You’d better hope that unlike the lovely Miss Teschmacher, your mother doesn’t live in Hackensack, where even Superman wouldn’t be able to save the place from itself by the look of its nuclear-sized local politics right now.
Dismissed as a hospital janitor by the team looking to bump him out of office, Mayor John Labrosse actually works as a safety specialist for Hackensack Medical, the kind of profession that will prove useful no doubt over the coming course of this bloody early May 9th nonpartisan contest.
Two groups are vying with the incumbents to get into power.
The reform-tempered turned tempest in that teapot otherwise known as city hall Labrosse Team tries to make the case that one of those sets of challengers, Hackensack United for Progress, consists of a revamped version of the old, discredited and morally decrepit Chief Ken Zisa Team voters already tossed out of office. As a rejoinder, noted in this story today, Hackensack United for Progress seeks to answer the associative radioactive charge by making Vision Media of Secaucus the story, denouncing Labrosse and company as satellites of Hudson County’s traveling circus.
“Swibinski’s here, with his bag of tricks from Hudson,” a source told InsiderNJ when asked about Zisa, meeting the boogie man question by inflating his own preferred boogie man. As for Labrosse’s backers – “The Zisa ticket is hoping for collective amnesia from the voters.”
Then there’s the third ticket in the contest anchored by Councilwoman Deborah Keeling-Geddis (pictured), Hackensack Strong, which both sides at least agree on a single assessment: their fundraising capacity is weak.
But the councilwoman, appointed to fill a vacancy two years ago, appears positively unafraid.
“The people who who ran as reformers in 2013 didn’t live up to their promises,” said the para-educator in the Special Services department for the Hackensack Board of Education, shoehorning an argument between the two warring factions. “Instead of cutting taxes, they increased them by $8 million. Instead of ending costly lawsuits, they created more of them. The Labrosse-Canestrino administration has failed to do what it said it will do.”

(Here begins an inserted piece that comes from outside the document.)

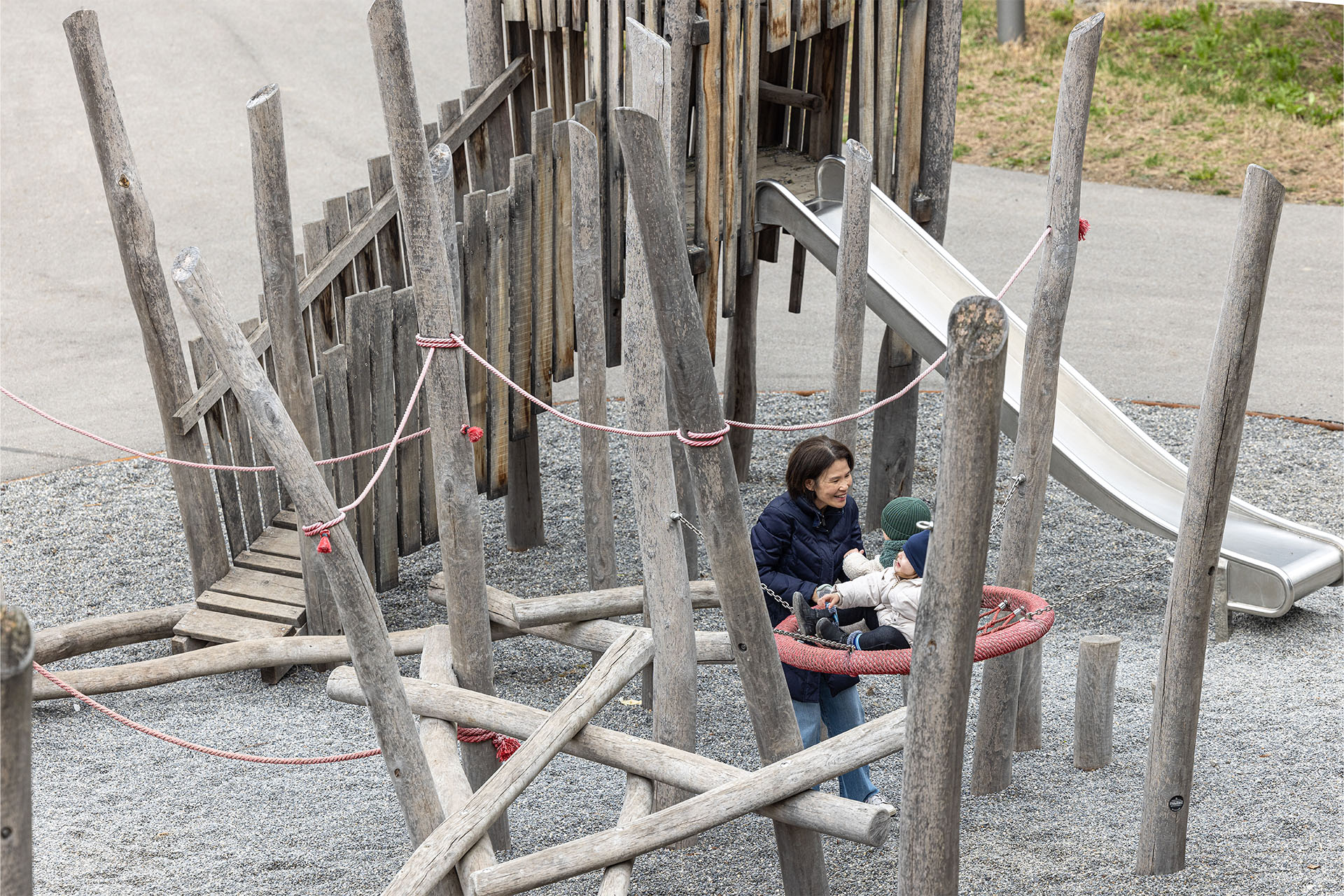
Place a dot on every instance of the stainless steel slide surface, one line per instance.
(1098, 451)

That’s calm compared to the resting heartbeat of the rest of the contest.
It started last with month with rapidly intensified and intensifying heavy artillery. The challengers, led by Lara Rodriguez, former deputy clerk for the Bergen Freeholders, continue to write off Labrosse as a dreadful manager, whose administration has employed multiple city managers and multiple city attorneys and struggled to fend off lawsuits.
“Mayor John Labrosse has seen much of the community turn against him, including many of his most ardent supporters and former council member colleagues, as a result of his personal employment scandal involving the trading of $47 million in give-backs of Hackensack taxpayer money in exchange for a promotion and salary increase from his employer, Hackensack University Medical Center,” Caseen Gaines, Hackensack United for Progress campaign manager, complained over the weekend.
Veteran local Democratic leader Lynn Hurwitz backs Progress, which has some building trades backing early and old organizational advantages in what one source said will hardly be a “Sacco-like race” in terms of turnout. All sides involved say the population 43,000 county seat will generate 4-5k votes on Election Day. Tops.
In her effort to get rid of the indicted Zisa in 2013, Senate Majority Leader Loretta Weinberg (D-37) engaged behind Labrosse, but this year she’s proving lower profile, with friends on both sides of that main (and brutal) divide.
The mayor’s allies say he’s done a good job of collaring developers and getting them to invest in the downtown business district after years of being spooked by Zisa. He started out with a huge amount of legal debt, a source told InsiderNJ, and now he’s moving redevelopment forward and building is going on everywhere in Hackensack.
Finally their most consistent argument for his reelection?
“He’s a really nice man,” a source said.
He was a Democrat. Then Zisa bothered him so much he registered as a Republican. Then Donald J. Trump bugged him sufficiently to prompt another party change, this time to independent – in time for this year’s election.
Vision Media, however, points to real bedrock achievements, particularly in the area of development and redevelopment.
In that controversial mailer, an at-his-desk Labrosse boasts that “Hackensack faced a $30 million financial hole and a Main Street downtown that was going nowhere fast. Homeowners were reeling from seemingly endless tax increases and the city’s future looked bleak.
“Today, city finances have never been stronger and the 2016 tax rate was actually cut for the first time in 10 years,” the mayor adds. “And about one billion dollars in new real estate value in our downtown neighborhoods is bringing impressive new development that will make Hackensack the envy of Bergen County. What a difference four years makes. It just goes to show you what happens when elected and appointed officials work cooperatively with leaders in business and development. From the day our new City Council adopted a carefully crafted Redevelopment Plan, it has been full speed ahead for Hackensack’s future.”
It sounds great!
But there are other people out there – we’re just guessing now – who may vigorously beg to differ.